Systematic test units for fit_transform() #2206

PipaFlores · 2024-11-05T09:56:46Z

Feature request

As identified in PR #2191, the current test units do not cover the process of fitting a model. In other words, is not testing the implementation of fit_transform(). Consequently, different current, and future, features that are performed at the fit_transform() level are not tested in any systematic way. We realized about this when debugging topic reduction by declaring a nr_topics for the model before fitting. However, this issue might involve all the core features, and most of the optional ones.

Currently, in conftest.py the tests define the models and fitthem for further testing in the other units.
https://github.com/MaartenGr/BERTopic/blob/c3ec85dec8eeac704b30812dfed4ac8cd7d13561/tests/conftest.py#L50C1-L55C17

As such, some improvement is required for the tests to cover for the fit_transform() method, the core of the library.

Motivation

This is required to systematically test the internal consistency of all features and the overall work pipeline.

Your contribution

I can't tackle this issue yet due to time availability, since I will need to familiarize myself more with the pytest framework first. I will come back in a future to tackle this, but I leave the issue open as a reminder, and in case someone else is up for the challenge.

The text was updated successfully, but these errors were encountered:

PipaFlores · 2024-11-05T10:09:33Z

It might be that is less dramatic than I portray it to be. In the coverage html file for _bertopic.py (html cov zip file below), most of the pipeline is green. And the _extract_topics() part is red (line 479-510). While I have no clue how the red/blue lines are actually defined, it might be that only that part is not covered (which involves topic reduction (if needed) -> vectorizer/ctidf ->
representation models)

htmlcov.zip

MaartenGr · 2024-11-05T11:13:41Z

Thanks for opening up a separate issue and detailing the underlying problem. Coverage is difficult with a modular framework but this really should have been captured by the tests since it is core functionality. I have limited time currently (most of my time is spend answering issues and reviewing PRs) but might shift the balance in the future.

SSivakumar12 · 2024-12-10T16:23:03Z

Hi, I would be interested in picking this up, if that is okay? I have experience with pytest framework which should help with this issue.

SSivakumar12 · 2024-12-11T14:26:09Z

@PipaFlores @MaartenGr Started doing some investigations on what needs to be done. Running the command (for visibility pytest -vv tests/ --cov=bertopic --cov-report term-missing) to see lines within the codebase that haven’t been ‘tested’ (see image below).

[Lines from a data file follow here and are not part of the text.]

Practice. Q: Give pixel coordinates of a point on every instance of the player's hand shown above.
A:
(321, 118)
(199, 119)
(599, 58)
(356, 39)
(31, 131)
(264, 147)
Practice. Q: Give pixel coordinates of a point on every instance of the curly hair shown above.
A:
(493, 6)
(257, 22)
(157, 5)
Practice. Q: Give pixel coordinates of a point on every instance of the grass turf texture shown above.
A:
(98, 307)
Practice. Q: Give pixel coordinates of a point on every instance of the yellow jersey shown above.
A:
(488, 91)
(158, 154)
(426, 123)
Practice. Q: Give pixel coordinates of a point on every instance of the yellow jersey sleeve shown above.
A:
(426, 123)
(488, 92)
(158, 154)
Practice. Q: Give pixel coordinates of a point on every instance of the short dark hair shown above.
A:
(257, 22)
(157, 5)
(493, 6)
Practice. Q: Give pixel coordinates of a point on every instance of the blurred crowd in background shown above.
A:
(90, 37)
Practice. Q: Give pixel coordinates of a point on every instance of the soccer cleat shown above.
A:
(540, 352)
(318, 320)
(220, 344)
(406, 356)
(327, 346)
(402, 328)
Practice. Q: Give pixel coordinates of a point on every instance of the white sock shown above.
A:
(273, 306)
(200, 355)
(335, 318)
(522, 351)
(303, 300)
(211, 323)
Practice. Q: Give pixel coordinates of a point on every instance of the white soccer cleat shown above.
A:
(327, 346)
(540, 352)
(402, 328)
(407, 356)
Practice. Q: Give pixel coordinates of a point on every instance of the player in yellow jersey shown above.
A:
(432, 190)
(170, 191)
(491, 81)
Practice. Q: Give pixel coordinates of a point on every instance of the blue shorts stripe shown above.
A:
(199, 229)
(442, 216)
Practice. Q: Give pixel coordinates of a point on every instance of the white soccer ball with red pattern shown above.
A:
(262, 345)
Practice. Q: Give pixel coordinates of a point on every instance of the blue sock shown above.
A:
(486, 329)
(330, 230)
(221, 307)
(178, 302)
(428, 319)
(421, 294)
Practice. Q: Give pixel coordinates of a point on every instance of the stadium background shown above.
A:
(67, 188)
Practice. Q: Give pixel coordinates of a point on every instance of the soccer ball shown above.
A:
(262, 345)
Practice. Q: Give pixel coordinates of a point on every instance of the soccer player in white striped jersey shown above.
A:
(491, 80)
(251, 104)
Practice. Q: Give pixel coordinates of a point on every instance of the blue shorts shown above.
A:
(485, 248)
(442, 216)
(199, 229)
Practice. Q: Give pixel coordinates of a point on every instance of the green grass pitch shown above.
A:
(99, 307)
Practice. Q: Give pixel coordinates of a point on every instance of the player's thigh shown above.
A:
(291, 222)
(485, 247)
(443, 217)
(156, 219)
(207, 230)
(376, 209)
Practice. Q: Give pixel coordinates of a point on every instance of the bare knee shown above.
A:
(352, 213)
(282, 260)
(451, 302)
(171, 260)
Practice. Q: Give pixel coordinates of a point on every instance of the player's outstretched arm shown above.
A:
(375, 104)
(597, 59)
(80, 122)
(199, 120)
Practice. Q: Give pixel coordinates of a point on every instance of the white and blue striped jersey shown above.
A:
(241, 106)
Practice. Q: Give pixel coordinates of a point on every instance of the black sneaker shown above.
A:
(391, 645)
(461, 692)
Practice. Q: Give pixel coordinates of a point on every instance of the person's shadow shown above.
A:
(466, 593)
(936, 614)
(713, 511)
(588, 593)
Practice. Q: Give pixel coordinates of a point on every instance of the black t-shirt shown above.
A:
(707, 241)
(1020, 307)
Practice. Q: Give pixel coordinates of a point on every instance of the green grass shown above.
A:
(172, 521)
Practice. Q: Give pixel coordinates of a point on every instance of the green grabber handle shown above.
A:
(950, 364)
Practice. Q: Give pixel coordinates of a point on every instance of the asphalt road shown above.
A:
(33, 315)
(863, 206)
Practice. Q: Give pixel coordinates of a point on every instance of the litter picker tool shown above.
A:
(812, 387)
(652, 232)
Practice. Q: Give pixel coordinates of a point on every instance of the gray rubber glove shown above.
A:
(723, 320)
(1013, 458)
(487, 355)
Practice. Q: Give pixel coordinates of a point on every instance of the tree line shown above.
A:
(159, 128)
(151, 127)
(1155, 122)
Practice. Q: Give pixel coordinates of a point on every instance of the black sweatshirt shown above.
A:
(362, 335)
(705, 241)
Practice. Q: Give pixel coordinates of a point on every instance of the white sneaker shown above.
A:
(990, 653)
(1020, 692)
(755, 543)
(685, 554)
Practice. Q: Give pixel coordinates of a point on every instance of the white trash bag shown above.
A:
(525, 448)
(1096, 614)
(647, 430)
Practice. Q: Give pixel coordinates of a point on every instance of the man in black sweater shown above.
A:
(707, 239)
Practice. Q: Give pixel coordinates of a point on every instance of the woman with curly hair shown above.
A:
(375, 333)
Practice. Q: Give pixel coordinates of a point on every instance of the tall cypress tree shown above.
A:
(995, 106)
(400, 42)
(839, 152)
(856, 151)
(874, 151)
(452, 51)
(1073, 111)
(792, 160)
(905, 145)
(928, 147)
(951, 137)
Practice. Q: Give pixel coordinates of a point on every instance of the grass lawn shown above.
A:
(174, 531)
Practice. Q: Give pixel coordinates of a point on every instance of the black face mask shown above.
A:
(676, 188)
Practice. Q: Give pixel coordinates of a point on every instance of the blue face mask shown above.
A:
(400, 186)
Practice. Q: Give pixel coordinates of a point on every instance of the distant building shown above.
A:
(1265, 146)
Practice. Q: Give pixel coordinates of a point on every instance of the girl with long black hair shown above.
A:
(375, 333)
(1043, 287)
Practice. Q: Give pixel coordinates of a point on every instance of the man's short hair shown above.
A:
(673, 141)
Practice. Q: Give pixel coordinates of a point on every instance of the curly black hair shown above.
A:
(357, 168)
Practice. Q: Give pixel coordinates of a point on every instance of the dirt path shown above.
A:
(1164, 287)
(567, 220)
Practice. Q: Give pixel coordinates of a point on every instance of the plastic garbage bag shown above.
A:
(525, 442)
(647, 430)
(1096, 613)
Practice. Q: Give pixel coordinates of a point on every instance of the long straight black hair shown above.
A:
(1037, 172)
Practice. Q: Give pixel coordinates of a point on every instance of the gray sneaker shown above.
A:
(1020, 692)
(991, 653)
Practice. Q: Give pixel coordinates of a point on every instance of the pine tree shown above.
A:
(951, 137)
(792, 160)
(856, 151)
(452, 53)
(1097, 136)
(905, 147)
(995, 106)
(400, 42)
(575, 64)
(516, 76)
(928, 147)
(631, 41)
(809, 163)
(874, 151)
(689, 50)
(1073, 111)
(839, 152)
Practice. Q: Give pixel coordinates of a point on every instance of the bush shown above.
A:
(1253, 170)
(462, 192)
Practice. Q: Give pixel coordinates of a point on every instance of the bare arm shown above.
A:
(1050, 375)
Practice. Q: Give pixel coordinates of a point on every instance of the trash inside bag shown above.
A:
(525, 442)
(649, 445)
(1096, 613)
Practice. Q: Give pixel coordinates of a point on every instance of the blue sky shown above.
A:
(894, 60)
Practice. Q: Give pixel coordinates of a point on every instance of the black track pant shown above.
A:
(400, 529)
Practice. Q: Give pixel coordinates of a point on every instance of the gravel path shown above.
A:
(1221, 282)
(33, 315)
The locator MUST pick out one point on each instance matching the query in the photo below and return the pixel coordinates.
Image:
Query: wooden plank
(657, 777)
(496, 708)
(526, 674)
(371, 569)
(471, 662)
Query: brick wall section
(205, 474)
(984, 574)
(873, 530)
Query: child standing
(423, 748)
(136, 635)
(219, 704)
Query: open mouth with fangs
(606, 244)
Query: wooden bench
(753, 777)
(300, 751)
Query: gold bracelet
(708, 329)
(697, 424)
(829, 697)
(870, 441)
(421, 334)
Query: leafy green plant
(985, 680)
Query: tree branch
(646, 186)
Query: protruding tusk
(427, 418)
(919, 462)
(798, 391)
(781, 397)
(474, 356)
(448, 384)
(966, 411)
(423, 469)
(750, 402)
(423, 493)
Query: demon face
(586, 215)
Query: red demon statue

For the large part we do see that _bertopic.py is well tested. That being said it is evident that there are quite a few lines that don’t have an equivalent test, primarily due to if/else logic which in some cases is nested. If we focus on the fit_transform() method, notably lines 431-437, 446, 470-471, 479-488, 496, 510, you see that those areas aren't covered by an explicit test but can be done to mocking and patching with realistic values (see here for a high-level introduction to mocking functions in pytest) and testing correct arguements passed in for instance.

What I am proposing as a success criteria is to improve the code coverage of the _bertopic.py only, notably within the fit_transform() method. Is this reasonable statement and within the spirit of the original issue?

While I would like to say that we could use the PR for the issue to improve the coverage of the other files, I am aware of scope creep so I will save it for another PR.

Let me know if this success criteria are reasonable and if so will put together an implementation 😊

MaartenGr · 2024-12-15T07:52:53Z

@SSivakumar12 Thank you for considering picking this up!

What I am proposing as a success criteria is to improve the code coverage of the _bertopic.py only, notably within the fit_transform() method. Is this reasonable statement and within the spirit of the original issue?

That sounds good to me. The codebase is growing rather quickly, but I think the core of the code and potential bugs are found within .fit_transform.

One thing to note is that unit tests in topic modeling can be a bit more complex since there is no ground truth nor an easy objective way to identify if the output is "correct". We might have to check things like whether the topic names belong to the correct IDs by looking into the documents themselves, which could complicate things.

Also, I have been caching as much as I could to increase the speed of the tests but they are still slower than I'd like. Perhaps there is some optimization there that might be interesting to look into, but that's of course up to you.

PipaFlores · 2024-12-16T09:32:24Z

For the 'standard' procedure of fit_transform(), couldn't we just use the same sub-sample of the 20newsgroup and use a seed for the UMAP?
From my understanding, the UMAP is the only non-deterministic algorithm in the pipeline. I might be wrong ofc.

In my head, I was thinking whether we can have a seeded topic modeling with the current bertopic version (sort of a snapshot) and use that as a baseline for comparison. Features that are not aimed at changing the outcomes (but only fixing bugs, optimization, adding new parallel methods) should align with this snapshot. And features that purposely aim to improve outcomes will have a standard baseline for testing.

The 20newsgroup is already used in the paper as a dataset benchmark, and could remain as this baseline (as the closest better validated outcome we have) unless there is other easier benchmark to include (but in my head this would be unnecessary effort)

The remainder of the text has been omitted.